When thinking about the needs and wants of our organisation’s student members, and the needs and wants of medical students more generally, it often helps to bear in mind that the majority entering medical school in this country are school-leavers, many of whom may not have ever been in full-time employment before.
There are some like myself who have the benefit of years spent in a variety of work, ranging from weekend and summer jobs to rungs on the ladder of a full-scale career, learning how to deal with employers and getting some idea of how to protect their own rights in a world where those rights are increasingly at risk. There are others, of course, who have worked from an early age through necessity, and indeed could not have made it into medical school without having done so.
Medical students with this experience will more often be aware of the importance of joining a trade union, regardless of any extra benefits and bonuses that being a member may bring.
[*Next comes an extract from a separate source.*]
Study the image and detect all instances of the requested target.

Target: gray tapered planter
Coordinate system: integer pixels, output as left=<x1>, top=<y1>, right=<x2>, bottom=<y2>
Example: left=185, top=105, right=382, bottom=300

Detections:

Many more students, unfortunately, may never get a chance to properly cut their teeth as an employee before they dive into foundation training – and have quite enough to be thinking about at that point without considering that the organisations employing them as a junior doctor may one day take advantage of them, knowingly or unknowingly, and infringe their rights. Some may not even have a clear concept of what their rights are, or what a trade union is and why it exists.
They may not therefore understand or see value in the fundamentals that membership to their trade union brings, things like collective bargaining or a contract checking service. They may not see the value, the necessity of speaking with a unified voice.
It could be years before many medical students put value in these things, and this is understandable. The concerns and interests of many will largely be confined for most of their pre-graduation life to four key domains: their academic performance and achievements, their social life and development as a person, their financial position (especially to those who do not have the benefit of ample funding from family), and arguably to a slightly lesser extent, their future career options.
Today’s medical students are faced with a plethora of options for study tools, revision resources and practice question banks, both online and in print form. The number is increasing month on month and range from free online services to expensive textbooks and pricey paid subscription courses and services. Students who make regular use of these resources can perform better at assessment and it would be rare to find a student who didn’t use one or more of these throughout their studies.
Student BMJ access is enjoyed by members and the BMA Library’s postal service is a boon, especially for those hard-to-find medical texts. The counselling service can also be of great help to students where they’d prefer not to use their university’s own service.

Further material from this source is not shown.